L'AfD, mouvement anti-islam, anti-élite, anti-euro et anti-immigration particulièrement fort en ex-Allemagne de l'Est, n'a cessé de radicaliser son discours durant la campagne, proclamant par exemple que « l'Allemagne (était) devenue un refuge pour les criminels et les terroristes du monde entier », ou le droit d'être fiers des soldats allemands des deux derniers conflits mondiaux. « Beaucoup les caricaturent sans avoir lu leur programme. Mais ils restent dangereux et j'espère qu'ils obtiendront le moins de voix possible », affirme Wolf Herbert, 37 ans, casquette vissée, en sortant d'un bureau de vote au sud-est de Berlin.
Un voeu également partagé par l'étudiante en droit Sabine Maier, pour qui l'AfD « flirte avec l'anticonstitutionnalité et est trop extrême ». Pourtant, elle estime que « tous ne sont pas des fascistes. Les médias en font beaucoup sur eux et laissent parler ceux qui gueulent plus fort, et donc les plus limites ». Avant d'enfourcher son vélo, elle se retourne et baisse les yeux en voyant justement un grand panneau électoral de l'AfD sur lequel deux femmes se promènent en maillot sur une plage. Le slogan : « Burqas ? On préfère les bikinis ». « Parfois, ils vont quand même trop loin », soupire-t-elle, avant d'aller assister au marathon dans le centre de Berlin « pour se changer les idées ».

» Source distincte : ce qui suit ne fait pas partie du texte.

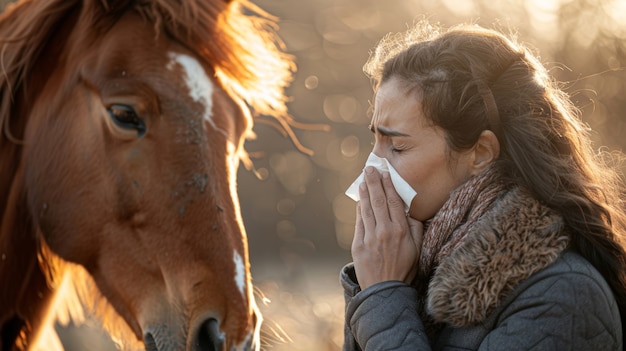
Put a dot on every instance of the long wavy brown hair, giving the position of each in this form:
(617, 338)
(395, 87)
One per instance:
(474, 79)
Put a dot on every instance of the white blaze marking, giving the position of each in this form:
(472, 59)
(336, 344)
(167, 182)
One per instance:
(199, 84)
(240, 273)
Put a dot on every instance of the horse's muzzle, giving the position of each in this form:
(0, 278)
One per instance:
(207, 337)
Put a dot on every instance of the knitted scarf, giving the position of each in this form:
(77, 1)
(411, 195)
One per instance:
(451, 224)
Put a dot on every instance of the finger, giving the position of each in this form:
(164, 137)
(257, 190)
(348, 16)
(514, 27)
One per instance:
(416, 228)
(365, 209)
(377, 197)
(359, 229)
(395, 206)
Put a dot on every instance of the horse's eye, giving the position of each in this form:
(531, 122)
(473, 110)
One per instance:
(126, 117)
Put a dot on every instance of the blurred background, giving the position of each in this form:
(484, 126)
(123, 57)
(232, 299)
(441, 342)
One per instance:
(298, 220)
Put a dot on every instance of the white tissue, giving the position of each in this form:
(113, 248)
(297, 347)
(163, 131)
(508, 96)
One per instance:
(403, 188)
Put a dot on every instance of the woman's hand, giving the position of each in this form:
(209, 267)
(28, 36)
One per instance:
(387, 243)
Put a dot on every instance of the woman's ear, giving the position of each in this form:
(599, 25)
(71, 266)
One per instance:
(486, 150)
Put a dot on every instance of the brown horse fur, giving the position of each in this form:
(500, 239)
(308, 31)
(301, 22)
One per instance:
(31, 40)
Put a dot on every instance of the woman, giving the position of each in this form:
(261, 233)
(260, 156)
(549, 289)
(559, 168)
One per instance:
(513, 240)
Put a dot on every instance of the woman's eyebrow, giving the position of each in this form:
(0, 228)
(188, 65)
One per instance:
(387, 132)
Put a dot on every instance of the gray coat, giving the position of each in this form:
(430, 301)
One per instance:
(512, 285)
(567, 306)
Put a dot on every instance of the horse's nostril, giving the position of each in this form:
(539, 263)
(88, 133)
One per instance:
(149, 342)
(209, 337)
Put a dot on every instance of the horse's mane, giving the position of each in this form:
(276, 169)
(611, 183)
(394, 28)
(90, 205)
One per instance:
(238, 39)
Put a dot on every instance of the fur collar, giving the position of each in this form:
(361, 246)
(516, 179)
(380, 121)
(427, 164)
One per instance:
(516, 238)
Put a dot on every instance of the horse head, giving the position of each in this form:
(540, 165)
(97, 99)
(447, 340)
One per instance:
(130, 118)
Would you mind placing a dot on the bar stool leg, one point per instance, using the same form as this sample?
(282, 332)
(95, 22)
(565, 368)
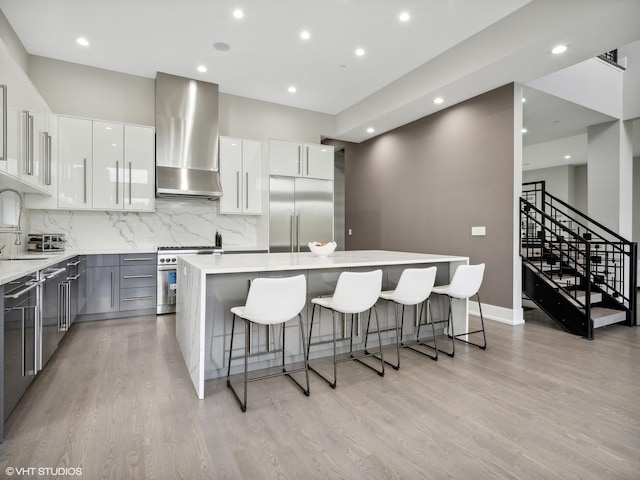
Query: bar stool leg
(332, 383)
(417, 341)
(484, 336)
(395, 366)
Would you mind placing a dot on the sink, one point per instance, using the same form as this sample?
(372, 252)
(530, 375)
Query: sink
(26, 257)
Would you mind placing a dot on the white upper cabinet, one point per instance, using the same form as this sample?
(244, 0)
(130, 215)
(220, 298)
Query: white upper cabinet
(241, 176)
(108, 158)
(139, 168)
(318, 161)
(104, 166)
(75, 158)
(24, 136)
(300, 159)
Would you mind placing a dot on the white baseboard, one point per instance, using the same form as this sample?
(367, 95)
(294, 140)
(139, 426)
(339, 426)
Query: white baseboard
(499, 314)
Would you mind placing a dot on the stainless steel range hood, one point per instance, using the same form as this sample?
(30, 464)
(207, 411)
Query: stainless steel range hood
(186, 138)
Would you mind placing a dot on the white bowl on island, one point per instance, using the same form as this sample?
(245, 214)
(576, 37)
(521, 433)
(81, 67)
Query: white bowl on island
(322, 249)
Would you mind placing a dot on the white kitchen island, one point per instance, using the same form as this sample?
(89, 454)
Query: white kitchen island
(209, 285)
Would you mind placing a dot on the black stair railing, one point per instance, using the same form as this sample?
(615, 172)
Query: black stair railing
(581, 245)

Merkel taxée de « trahison »
Cible préférée de l'AfD : Angela Merkel, taxée de « trahison » pour avoir ouvert le pays en 2015 à des centaines de milliers de demandeurs d'asile majoritairement musulmans. La chancelière de 63 ans s'est d'ailleurs fait régulièrement siffler et conspuer par des perturbateurs lors de ses meetings électoraux.
Cette percée à la droite de la droite, très populaire notamment dans l'ex-Allemagne de l'Est, constituerait un séisme pour un pays dont l'identité d'après-guerre repose largement sur la repentance pour le nazisme et le rejet de l'extrémisme. Selon Jörg Forbrig, du German Marshall Fund, l'arrivée en nombre de députés d'un parti « xénophobe, révisionniste et anti-européen » est « le plus grand test de résistance auquel la démocratie allemande a jamais été confrontée ». « S'ils entrent dans l'opposition, ils ne feront pas grand-chose », prédisait pour sa part Harald, agent de sécurité de 66 ans rentrant d'une nuit de travail à Francfort (Ouest), qui hésite encore entre SPD et FDP.
Quelle coalition ?
Outre la percée de l'AfD, Angela Merkel risque d'être confrontée à des négociations compliquées pour former une majorité au gouvernement. L'option la plus simple serait de reconduire la grande coalition avec les sociaux-démocrates. Mais le SPD, en pleine crise existentielle, pourrait préférer se ressourcer dans l'opposition. À en croire les sondages, une seule possibilité resterait alors : une alliance de la CDU-CSU avec le FDP et les Verts. Mais les divergences entre écologistes et libéraux sur l'avenir du diesel ou l'immigration promettent d'être très compliquées à gérer.
Les couleurs de la prochaine coalition auront une importance capitale pour une série de sujets brûlants sur la scène internationale comme les réformes de la zone euro, la négociation du Brexit, l'avenir de la relation transatlantique sous la présidence Trump ou encore la question des sanctions imposées à la Russie.